"Zombie" AP tasks - still alive when BOINC should have killed them

Message boards : Number crunching : "Zombie" AP tasks - still alive when BOINC should have killed them
Message board moderation

To post messages, you must log in.

AuthorMessage
Profile Jeff Buck Crowdfunding Project Donor*Special Project $75 donorSpecial Project $250 donor
Volunteer tester

Send message
Joined: 11 Feb 00
Posts: 1441
Credit: 148,764,870
RAC: 0
United States
Message 1495261 - Posted: 25 Mar 2014, 22:18:40 UTC

In an earlier thread, 194 (0xc2) EXIT_ABORTED_BY_CLIENT - "finish file present too long", I had reported on some AP GPU tasks that continued to run even after BOINC had crashed. Last Friday afternoon I also found similar "Zombie" AP tasks that continued to run following a deliberate shutdown of the BOINC Manager and client.
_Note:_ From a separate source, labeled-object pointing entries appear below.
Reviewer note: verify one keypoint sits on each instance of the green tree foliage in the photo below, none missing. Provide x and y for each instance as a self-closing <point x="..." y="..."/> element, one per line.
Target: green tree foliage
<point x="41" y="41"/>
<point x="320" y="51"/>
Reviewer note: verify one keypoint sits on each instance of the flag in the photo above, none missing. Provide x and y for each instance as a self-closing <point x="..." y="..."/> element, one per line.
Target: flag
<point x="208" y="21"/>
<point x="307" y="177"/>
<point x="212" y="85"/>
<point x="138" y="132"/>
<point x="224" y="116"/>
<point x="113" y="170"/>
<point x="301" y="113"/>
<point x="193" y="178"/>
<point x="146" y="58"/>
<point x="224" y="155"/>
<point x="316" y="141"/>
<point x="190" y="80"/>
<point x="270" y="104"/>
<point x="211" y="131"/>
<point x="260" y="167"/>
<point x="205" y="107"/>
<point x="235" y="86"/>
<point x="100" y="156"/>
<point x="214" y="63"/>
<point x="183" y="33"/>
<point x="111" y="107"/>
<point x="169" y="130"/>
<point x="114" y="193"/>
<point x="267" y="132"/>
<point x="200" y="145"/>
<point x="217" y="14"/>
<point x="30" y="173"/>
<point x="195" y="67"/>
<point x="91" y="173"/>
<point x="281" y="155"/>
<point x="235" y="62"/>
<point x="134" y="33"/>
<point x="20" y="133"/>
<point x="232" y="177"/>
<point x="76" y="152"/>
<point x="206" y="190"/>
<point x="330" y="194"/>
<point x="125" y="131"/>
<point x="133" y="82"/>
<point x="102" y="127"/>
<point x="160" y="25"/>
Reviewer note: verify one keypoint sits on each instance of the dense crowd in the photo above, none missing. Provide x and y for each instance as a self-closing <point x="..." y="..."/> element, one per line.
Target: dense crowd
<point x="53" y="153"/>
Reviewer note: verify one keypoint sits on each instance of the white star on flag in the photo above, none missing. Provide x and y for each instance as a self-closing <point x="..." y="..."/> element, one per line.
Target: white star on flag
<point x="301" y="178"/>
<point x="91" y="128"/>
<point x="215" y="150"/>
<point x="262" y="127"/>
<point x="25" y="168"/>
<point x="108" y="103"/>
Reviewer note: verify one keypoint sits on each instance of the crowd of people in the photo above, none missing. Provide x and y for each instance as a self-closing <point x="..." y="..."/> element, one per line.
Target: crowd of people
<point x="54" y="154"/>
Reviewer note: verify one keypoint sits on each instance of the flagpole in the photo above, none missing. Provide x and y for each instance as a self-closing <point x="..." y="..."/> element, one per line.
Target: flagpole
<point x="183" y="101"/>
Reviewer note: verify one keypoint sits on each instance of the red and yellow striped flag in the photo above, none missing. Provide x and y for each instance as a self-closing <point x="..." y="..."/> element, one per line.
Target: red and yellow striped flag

Due to a complete hard drive failure on my T7400, host 7057115, the previous Sunday night, by Friday afternoon I had reloaded a replacement HD from the ground up, with OS (Win8.1), drivers, BOINC, and S@H. I was able to get the scheduler to resend all but 7 (VLARs) of the 140+ "lost" tasks for the host. Once they were all downloaded, I went about trying to reconfigure BOINC and S@H back to what I thought I remembered having on the old HD. As part of that process, I shut down and restarted BOINC several times, to pick up changes to the remote_hosts.cfg file, the gui_rpc_auth.cfg file, the firewall ports, etc.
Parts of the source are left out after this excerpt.